En esas tardes de invierno, mientras que mi abuela me indicaba que recogiera todo mi parque móvil (que yo introducía diligentemente en un inmenso garaje que les había fabricado bajo una estantería), ella terminaba de recordar los mejores momentos de su corta juventud. O simplemente aquello que pudo haber vivido y que quedó reducido a la nostalgia de recordar algo que nunca sucedió. Semana tras semana, aquello que hacía feliz a mi abuela comenzó a instalarse en mi memoria como algo inseparable de aquellos días en los que la niñez parecía interminable. Hubo cambios, no solo porque a medida que mi abuela peinaba cada vez más canas a mí se me quedaban pequeños los pantalones, sino porque los interlocutores con esa otra dimensión daban paso a otros que, sin embargo, no interrumpían aquella magia. A medida que ellos iban desapareciendo, nos hacíamos mayores. Hasta que llegó el día en que la alfombra fue tan solo una alfombra, el parque móvil se quedó para siempre en el garaje y aquel niño se convirtió en un chico que pasó a retirarse a una habitación para estudiar durante esas tardes en las que, de forma paulatina, los personajes de la infancia se marcharon para siempre.
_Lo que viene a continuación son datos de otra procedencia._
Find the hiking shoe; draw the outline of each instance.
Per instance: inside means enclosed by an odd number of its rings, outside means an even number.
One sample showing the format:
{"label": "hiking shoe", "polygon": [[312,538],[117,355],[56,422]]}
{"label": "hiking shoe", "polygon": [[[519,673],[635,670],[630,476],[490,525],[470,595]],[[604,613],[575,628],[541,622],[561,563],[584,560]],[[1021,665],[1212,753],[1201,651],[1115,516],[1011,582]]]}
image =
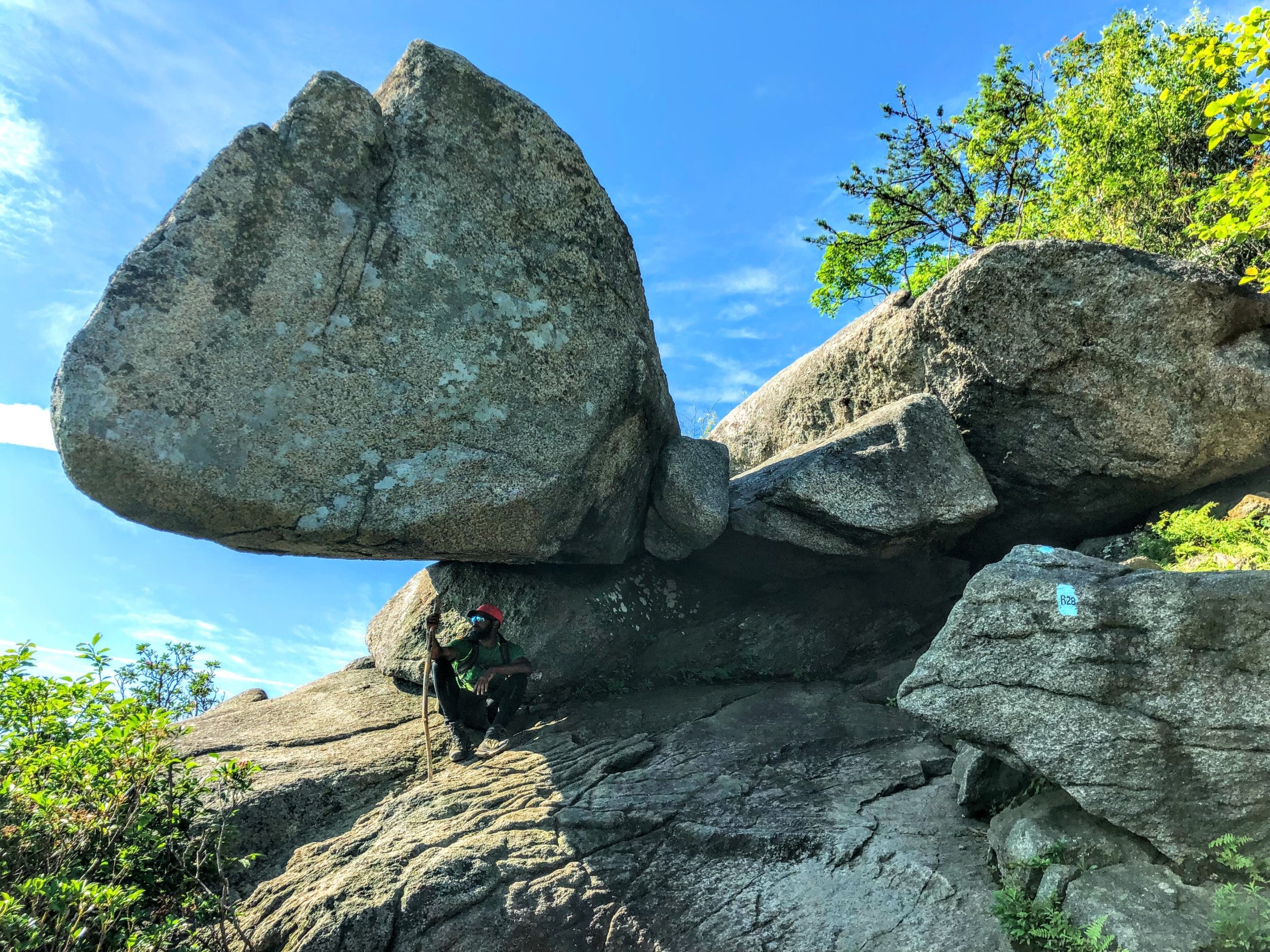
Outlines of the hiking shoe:
{"label": "hiking shoe", "polygon": [[499,727],[497,724],[485,731],[485,740],[480,743],[476,748],[476,757],[481,760],[489,760],[489,758],[502,754],[507,750],[507,745],[511,741],[507,739],[507,729]]}
{"label": "hiking shoe", "polygon": [[462,763],[472,755],[472,743],[467,739],[467,731],[462,725],[447,724],[450,729],[450,759],[456,764]]}

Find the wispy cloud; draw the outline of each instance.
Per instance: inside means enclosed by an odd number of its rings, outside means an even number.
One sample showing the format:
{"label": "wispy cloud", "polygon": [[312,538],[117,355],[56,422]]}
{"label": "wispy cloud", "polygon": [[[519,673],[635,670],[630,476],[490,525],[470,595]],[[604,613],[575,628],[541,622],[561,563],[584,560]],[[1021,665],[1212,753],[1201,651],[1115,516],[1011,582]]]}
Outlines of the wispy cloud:
{"label": "wispy cloud", "polygon": [[0,443],[57,449],[48,409],[34,404],[0,404]]}
{"label": "wispy cloud", "polygon": [[53,301],[30,312],[29,320],[38,325],[39,339],[44,345],[61,353],[91,314],[91,296],[95,292],[76,292],[77,301]]}
{"label": "wispy cloud", "polygon": [[43,128],[0,86],[0,253],[46,237],[60,201]]}
{"label": "wispy cloud", "polygon": [[712,294],[775,294],[785,289],[784,283],[771,268],[738,268],[700,281],[667,281],[653,286],[654,291],[697,291]]}

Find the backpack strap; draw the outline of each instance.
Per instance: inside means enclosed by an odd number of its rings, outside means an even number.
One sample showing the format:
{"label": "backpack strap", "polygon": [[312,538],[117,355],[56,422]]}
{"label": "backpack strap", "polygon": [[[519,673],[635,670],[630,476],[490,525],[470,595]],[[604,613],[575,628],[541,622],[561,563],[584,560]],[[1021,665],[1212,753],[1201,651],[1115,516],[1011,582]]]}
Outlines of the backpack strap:
{"label": "backpack strap", "polygon": [[466,674],[472,668],[475,668],[476,661],[480,660],[480,645],[476,644],[475,638],[470,638],[466,635],[461,637],[460,641],[466,641],[469,645],[471,645],[471,651],[467,652],[467,659],[464,661],[462,665],[455,665],[455,674]]}

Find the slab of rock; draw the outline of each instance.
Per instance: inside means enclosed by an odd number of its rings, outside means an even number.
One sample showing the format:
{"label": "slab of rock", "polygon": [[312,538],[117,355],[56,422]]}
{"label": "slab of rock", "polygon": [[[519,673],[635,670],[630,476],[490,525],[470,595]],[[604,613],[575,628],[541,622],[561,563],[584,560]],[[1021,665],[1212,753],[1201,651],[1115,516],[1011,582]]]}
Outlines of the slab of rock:
{"label": "slab of rock", "polygon": [[899,706],[1195,863],[1270,845],[1270,572],[1019,546],[974,576]]}
{"label": "slab of rock", "polygon": [[[277,875],[298,843],[343,833],[391,791],[425,776],[422,697],[413,684],[359,668],[272,699],[249,694],[185,721],[189,732],[177,740],[185,757],[232,754],[263,768],[236,820],[239,853],[263,854],[249,880]],[[434,718],[439,743],[446,732]]]}
{"label": "slab of rock", "polygon": [[644,547],[658,559],[686,559],[728,528],[728,447],[676,437],[653,473]]}
{"label": "slab of rock", "polygon": [[1001,501],[963,546],[1076,545],[1270,461],[1270,301],[1113,245],[993,245],[781,371],[711,438],[734,471],[931,392]]}
{"label": "slab of rock", "polygon": [[864,685],[922,652],[966,579],[965,564],[951,559],[799,556],[747,542],[726,533],[682,562],[442,562],[389,600],[366,641],[381,671],[419,682],[423,617],[439,593],[442,641],[466,631],[472,607],[503,609],[507,637],[533,661],[530,691],[540,698],[773,677]]}
{"label": "slab of rock", "polygon": [[[380,736],[385,758],[415,753]],[[240,920],[288,952],[1008,952],[946,763],[918,722],[836,684],[570,704],[314,830]]]}
{"label": "slab of rock", "polygon": [[1031,777],[973,744],[958,741],[952,782],[956,783],[959,805],[972,814],[986,814],[1001,810],[1027,790]]}
{"label": "slab of rock", "polygon": [[946,547],[997,500],[928,393],[898,400],[732,481],[734,531],[827,555]]}
{"label": "slab of rock", "polygon": [[620,562],[677,432],[626,226],[578,146],[414,42],[320,72],[114,273],[52,397],[121,515],[260,552]]}
{"label": "slab of rock", "polygon": [[1106,916],[1102,934],[1124,952],[1205,952],[1215,938],[1213,889],[1142,861],[1085,873],[1067,887],[1063,911],[1078,928]]}

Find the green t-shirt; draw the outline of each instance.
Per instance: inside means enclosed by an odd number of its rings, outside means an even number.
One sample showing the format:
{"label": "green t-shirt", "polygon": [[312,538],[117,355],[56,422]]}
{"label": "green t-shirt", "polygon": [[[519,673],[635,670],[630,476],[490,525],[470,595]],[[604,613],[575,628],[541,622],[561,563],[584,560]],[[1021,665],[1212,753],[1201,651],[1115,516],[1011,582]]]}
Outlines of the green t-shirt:
{"label": "green t-shirt", "polygon": [[[511,641],[493,647],[485,647],[474,638],[458,638],[450,645],[457,654],[455,655],[455,674],[458,683],[469,691],[476,687],[476,679],[485,673],[486,668],[497,668],[500,664],[511,664],[525,658],[525,650]],[[503,661],[503,649],[507,649],[507,661]]]}

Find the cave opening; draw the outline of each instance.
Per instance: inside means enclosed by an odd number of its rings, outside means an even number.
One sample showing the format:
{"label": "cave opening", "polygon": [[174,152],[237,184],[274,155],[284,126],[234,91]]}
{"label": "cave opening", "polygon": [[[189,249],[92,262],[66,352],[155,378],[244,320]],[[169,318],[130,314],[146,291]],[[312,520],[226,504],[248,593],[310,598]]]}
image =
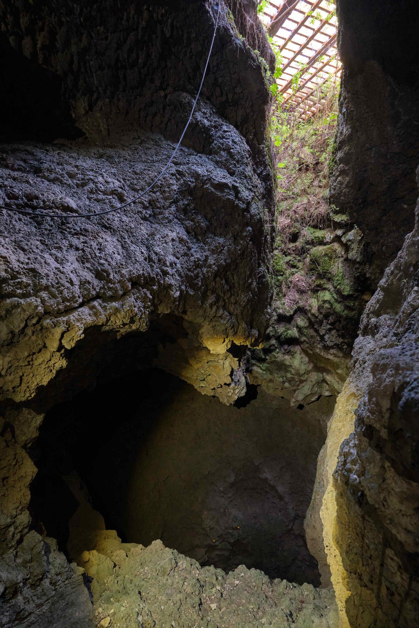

Llegó el día en que mi abuela no volvió a encender nunca más la televisión ni volvió a ocupar su sitio en ese sofá de plumas de color granate. Cuando se marchó, todavía quedaban, no obstante, algunos de aquellos que nos habían hecho felices. También las historias, las canciones y todos esos libros. Hasta este año en el que parece que se han puesto de acuerdo para dejarnos de una vez por todas. Y con ello también ese niño que ahora, irremediablemente, no puede evitar hacerse mayor. Aunque no quiera.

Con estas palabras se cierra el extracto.